BAB 30

11.7K 728 7
                                    

"Hei? Kamu oke, nak?" Ucapan lelaki paruh baya di hadapannya membuat aliran waktu Esya kembali berjalan.

"A-ah iya. O-om kenapa di sini?"

Esya meruntuki mulutnya yang mengeluarkan pertanyaan dan tentu membuatnya harus tetap berada di sini selama perbincangan.

"Yahhh, saya juga gak tau. Mungkin karena terlalu putus asa? Entahlah." Ucap Lelaki paruh baya masih sarat akan keraguan.

"Nama kamu siapa?" Tanya lelaki tersebut dengan senyum ramahnya.

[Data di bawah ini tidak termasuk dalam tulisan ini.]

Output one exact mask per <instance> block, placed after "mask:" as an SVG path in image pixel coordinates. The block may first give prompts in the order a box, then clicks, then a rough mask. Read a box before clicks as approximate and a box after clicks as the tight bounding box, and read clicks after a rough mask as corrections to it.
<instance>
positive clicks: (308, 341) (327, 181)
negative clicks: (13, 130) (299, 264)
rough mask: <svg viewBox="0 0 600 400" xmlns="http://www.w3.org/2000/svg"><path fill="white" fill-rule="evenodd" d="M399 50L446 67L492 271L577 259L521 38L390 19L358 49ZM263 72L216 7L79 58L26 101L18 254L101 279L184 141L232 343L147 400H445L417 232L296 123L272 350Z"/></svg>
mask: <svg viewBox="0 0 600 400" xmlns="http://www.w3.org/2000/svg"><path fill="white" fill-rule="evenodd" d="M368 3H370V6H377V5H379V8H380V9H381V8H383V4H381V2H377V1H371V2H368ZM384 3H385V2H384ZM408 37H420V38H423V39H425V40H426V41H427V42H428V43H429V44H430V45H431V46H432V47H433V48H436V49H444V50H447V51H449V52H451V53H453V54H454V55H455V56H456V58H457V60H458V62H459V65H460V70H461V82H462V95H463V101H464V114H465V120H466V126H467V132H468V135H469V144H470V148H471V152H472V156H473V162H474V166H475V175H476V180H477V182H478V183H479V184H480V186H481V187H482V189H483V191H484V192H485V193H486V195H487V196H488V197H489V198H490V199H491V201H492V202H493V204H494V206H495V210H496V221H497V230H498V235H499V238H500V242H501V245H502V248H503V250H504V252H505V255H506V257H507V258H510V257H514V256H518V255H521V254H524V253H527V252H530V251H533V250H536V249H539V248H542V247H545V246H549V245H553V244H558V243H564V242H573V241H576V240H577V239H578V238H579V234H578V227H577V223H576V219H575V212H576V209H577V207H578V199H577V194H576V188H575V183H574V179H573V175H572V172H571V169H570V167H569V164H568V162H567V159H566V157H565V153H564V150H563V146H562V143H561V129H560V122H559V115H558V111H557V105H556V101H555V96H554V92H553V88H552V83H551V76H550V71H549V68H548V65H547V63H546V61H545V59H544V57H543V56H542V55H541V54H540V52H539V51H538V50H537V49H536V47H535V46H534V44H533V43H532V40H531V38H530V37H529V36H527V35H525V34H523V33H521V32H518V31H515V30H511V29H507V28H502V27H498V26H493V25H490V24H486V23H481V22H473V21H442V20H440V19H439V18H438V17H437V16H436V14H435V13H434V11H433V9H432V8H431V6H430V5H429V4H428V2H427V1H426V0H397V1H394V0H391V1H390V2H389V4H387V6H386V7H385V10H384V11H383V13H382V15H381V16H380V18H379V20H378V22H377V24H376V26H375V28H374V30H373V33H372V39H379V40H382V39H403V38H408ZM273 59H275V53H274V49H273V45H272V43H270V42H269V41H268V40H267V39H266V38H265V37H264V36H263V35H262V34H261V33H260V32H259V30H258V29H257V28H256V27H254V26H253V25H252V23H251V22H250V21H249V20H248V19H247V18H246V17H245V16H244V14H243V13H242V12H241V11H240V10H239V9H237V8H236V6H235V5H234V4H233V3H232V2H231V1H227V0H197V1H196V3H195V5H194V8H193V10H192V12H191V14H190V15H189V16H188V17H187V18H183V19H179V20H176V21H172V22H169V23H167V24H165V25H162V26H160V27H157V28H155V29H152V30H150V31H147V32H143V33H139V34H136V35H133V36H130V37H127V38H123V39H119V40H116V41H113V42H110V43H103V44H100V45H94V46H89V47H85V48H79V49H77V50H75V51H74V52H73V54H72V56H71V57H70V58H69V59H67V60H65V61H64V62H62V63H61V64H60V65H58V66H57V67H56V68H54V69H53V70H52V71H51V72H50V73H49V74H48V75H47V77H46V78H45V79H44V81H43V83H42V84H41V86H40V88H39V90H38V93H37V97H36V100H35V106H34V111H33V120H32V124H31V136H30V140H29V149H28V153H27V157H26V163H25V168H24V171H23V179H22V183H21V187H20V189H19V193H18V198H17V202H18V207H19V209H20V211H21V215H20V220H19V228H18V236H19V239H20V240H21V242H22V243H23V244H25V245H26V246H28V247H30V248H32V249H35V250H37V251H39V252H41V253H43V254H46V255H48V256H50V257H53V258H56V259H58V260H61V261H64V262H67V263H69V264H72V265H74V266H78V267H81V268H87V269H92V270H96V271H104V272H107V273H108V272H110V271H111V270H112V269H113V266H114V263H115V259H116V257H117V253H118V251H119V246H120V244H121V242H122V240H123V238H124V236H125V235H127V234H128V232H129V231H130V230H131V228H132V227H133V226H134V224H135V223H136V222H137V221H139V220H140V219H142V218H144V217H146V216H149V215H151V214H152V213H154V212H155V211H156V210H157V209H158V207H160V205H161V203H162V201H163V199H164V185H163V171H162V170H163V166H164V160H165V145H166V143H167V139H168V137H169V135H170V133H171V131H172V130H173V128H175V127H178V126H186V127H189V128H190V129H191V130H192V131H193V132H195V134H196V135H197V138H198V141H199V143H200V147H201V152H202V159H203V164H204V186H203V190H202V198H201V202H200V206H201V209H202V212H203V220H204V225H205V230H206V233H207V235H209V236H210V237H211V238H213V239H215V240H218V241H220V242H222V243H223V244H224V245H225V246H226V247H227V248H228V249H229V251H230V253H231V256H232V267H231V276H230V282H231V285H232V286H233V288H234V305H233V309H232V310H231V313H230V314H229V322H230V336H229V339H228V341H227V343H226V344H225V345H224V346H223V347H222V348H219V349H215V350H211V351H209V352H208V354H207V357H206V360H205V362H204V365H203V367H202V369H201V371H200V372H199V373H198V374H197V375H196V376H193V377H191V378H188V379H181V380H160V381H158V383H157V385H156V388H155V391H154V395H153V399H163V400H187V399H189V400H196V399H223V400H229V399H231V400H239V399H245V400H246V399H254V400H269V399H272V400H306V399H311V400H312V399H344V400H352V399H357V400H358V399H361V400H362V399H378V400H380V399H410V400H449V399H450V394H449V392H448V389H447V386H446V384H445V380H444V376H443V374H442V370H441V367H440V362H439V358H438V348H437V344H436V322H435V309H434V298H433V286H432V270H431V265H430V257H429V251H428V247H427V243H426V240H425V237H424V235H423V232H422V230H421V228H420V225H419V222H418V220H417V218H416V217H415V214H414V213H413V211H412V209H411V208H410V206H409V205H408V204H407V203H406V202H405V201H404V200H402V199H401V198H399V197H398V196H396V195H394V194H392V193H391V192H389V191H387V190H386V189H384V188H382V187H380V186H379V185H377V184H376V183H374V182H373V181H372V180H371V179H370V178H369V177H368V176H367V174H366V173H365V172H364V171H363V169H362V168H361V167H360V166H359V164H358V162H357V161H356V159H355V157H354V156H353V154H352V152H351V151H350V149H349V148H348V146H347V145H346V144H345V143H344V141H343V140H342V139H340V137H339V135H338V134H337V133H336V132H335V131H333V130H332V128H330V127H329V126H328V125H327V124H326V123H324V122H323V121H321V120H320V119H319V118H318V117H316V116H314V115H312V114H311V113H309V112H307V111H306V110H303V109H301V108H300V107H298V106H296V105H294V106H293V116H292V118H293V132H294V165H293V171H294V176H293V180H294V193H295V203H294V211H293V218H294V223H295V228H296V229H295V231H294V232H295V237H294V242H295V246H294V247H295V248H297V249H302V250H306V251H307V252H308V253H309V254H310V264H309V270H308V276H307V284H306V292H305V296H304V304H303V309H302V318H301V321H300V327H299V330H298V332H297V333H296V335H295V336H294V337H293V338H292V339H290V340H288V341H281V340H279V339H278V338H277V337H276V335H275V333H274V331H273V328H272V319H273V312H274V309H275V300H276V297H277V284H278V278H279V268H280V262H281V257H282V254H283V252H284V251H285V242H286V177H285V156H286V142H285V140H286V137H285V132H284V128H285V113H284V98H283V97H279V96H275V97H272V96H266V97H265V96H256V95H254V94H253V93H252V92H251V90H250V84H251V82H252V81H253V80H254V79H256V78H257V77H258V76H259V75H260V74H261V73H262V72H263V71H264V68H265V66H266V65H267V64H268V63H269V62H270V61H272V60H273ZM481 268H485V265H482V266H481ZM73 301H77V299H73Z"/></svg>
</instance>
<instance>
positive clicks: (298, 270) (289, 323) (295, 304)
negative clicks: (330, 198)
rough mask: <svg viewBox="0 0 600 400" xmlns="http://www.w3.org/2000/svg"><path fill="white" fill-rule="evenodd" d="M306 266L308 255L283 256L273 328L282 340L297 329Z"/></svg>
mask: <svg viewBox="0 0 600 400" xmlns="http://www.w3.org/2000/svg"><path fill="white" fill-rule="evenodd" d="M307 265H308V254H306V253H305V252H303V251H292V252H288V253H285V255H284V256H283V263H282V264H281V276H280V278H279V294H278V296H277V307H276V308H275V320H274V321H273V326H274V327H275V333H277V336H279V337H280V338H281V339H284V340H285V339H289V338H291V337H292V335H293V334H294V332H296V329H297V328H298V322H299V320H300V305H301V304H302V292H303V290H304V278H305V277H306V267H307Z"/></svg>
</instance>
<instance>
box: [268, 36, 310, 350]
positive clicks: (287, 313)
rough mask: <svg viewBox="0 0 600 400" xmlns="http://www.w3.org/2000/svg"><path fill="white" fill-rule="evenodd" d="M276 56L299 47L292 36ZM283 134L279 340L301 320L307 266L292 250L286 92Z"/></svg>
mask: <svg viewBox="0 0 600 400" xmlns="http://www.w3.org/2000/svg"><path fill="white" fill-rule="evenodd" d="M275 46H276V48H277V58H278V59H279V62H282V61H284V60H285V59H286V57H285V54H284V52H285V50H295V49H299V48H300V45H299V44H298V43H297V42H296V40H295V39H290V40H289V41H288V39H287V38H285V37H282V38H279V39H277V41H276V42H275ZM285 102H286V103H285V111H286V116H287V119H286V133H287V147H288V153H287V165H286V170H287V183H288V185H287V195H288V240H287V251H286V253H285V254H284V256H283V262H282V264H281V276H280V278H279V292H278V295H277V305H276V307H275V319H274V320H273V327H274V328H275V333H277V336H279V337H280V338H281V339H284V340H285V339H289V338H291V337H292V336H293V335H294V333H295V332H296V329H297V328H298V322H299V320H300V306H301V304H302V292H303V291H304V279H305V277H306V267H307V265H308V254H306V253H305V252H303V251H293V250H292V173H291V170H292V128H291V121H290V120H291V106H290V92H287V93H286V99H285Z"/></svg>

Kayaknya baru pertama kali gue lihat senyuman ini, dan rasanya nyaman banget

"Nafesya, tapi panggil Esya aja Om. Nah, kalau Om sendiri namanya siapa?" Tanya Esya mencoba menutupi getar di suaranya.

"Saya Veka, omong-omong nama kamu hampir sama seperti nama putri saya." Ucap lelaki bernama Veka tersebut.

"Si-siapa nama a-anak Om Veka?" Tanya Esya kembali dengan nada getar di suaranya, menandakan dirinya tengah gugup.

"Renesya, Renesya Oktavio. Dia dulu juga suka sekali dipanggil Esya, sama seperti kamu." Om Veka tersenyum sendu kala berbicara.

"Dulu? Emang sekarang dia gak mau dipanggil Esya, Om?" Tanya Esya, ia menggigit bibir bawahnya.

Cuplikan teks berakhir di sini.